Rintik hujan menetes di atap seng tua panti asuhan kecil di pinggiran kota. Bau kayu lembab bercampur tanah basah memenuhi ruangan sempit itu. Di salah satu sudut, seorang anak perempuan duduk dengan kaki terlipat, menatap kaca jendela berembun. Rambutnya berantakan, matanya tidak terlalu sendu, justru kosong tapi... bukan berarti tanpa nyawa.
"Lana," panggil seorang pengasuh dengan suara riang, meski lelahnya jelas terdengar. "Jangan melamun terus. Pergilah bermasa anak-anak lain yang sedang lagi main."
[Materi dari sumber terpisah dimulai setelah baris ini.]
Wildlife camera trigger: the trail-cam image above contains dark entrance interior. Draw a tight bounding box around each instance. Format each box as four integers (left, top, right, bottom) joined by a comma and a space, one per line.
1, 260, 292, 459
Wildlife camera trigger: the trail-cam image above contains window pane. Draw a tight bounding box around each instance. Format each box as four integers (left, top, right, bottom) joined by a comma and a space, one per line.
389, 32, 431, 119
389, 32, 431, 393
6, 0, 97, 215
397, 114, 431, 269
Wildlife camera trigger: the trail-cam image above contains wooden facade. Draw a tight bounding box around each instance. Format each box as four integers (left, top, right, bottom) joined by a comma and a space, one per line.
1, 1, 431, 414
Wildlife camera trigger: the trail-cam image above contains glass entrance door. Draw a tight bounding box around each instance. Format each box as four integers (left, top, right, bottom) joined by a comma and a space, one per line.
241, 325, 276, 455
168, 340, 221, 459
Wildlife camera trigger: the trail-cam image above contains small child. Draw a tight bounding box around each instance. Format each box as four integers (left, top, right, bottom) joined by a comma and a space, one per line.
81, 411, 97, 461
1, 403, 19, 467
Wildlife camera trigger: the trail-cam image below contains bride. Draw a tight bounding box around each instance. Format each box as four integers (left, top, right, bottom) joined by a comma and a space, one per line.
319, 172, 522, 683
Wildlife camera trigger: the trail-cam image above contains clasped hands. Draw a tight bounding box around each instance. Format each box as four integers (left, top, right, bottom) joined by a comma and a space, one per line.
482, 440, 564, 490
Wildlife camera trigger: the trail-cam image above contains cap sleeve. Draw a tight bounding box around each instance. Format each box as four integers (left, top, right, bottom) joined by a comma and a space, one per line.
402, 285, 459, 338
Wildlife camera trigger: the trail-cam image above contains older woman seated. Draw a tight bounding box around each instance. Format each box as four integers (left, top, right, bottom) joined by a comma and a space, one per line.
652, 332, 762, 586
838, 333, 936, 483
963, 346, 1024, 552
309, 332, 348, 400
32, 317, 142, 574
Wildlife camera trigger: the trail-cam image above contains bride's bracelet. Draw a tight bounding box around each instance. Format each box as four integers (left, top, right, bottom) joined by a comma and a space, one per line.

Anak itu-Lana-menoleh sebentar. Senyumnya tipis, lebih seperti basa-basi.
"Mereka Mainnya ribut. Aku engga suka, pusing," jawabnya santai, nada suaranya datar tapi ujung bibirnya sedikit melengkung seperti bercanda.
Pengasuh itu hanya menghela napas. Lana memang berbeda. Anak-anak lain berebut perhatian, suka bertanya tentang orang tua mereka. Lana tidak. Bagi Lana, pertanyaan itu membosankan.
"Apa kamu nggak pernah penasaran, siapa orang tuamu?" tanya pengasuh itu tiba-tiba. Lana mengangkat alis. "Kalau mereka mau ada di sini, mereka pasti udah ada dari dulu, kan? Jadi... ya udah."
Jawaban itu sederhana, tapi menyimpan jarak. Lana tidak menolak kenyataan, tapi juga tidak mencarinya. Tapi ia tidak tahu apa yang akan menantikannya dimasa yang akan datang.
"di lahirkan oleh orang orang sekuat baja, bertemu dengan orang orang yang kuat layaknya berlian, namun sayangnya aku hanyalah sebuah kaca yang gampang pecah."
- Caine Chana
!! WARN, Tidak ada BxB, alur cerita tidak sama dengan yang asli, beserta cerita ini pure dari otak authornya yang stress ampe muter banyak lagu untuk referensi!!